- Denison Town
- Coordinates: 32°01′59″S 149°29′38″E﻿ / ﻿32.03306°S 149.49389°E
- Established: 1850s
- Elevation: 400 m (1,312 ft)
- Location: 11.1 km (7 mi) E of Dunedoo ; 374 km (232 mi) NW of Sydney ;
- LGA(s): Warrumbungle Shire
- Region: Orana

= Denison Town, New South Wales =

Denison Town is a ghost town in New South Wales, Australia. It was established in the 1850s and is thought to have been named after the Governor of New South Wales, Sir William Thomas Denison. It was located about 11 km from the present town of Dunedoo. In its heyday, Denison Town consisted of an inn, post office, church and cemetery, and was the occasional venue for sittings of the Local Court. Local industries included the farming of wheat, sheep and cattle, alongside sporadic prospecting for silver ore.

In 1861 the inn, named the Denison Hotel, was the scene of an attempted robbery by bushrangers who had carried out previous attacks around Mudgee.
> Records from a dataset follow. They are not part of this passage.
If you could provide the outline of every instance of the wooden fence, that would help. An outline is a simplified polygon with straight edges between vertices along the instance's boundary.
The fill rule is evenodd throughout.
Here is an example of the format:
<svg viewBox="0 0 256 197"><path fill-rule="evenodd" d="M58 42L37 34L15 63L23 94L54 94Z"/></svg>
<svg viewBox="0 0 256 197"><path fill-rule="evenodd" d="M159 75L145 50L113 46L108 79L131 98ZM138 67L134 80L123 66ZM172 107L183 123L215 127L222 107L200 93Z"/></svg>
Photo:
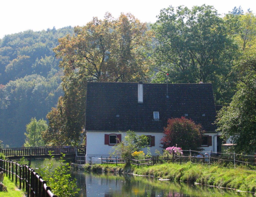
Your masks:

The innkeeper and patrons fought off the robbers, but the incident led to calls for a permanent police presence in the town.

Denison Town Post Office opened on 1 January 1860 and closed in 1893. Denison Town had a provisional or half-time school from 1876 until 1899, A request for a local school was rejected in 1906. Eventually the opening of silver-lead mines at nearby Leadville, as well as the absence of a railway, resulted in Denison Town becoming a ghost town. One building and the pioneer cemetery remained. Newspaper reports from the 1930s indicated that the cemetery, which contained around 50 graves, was neglected and used for grazing by local livestock. The cemetery still exists.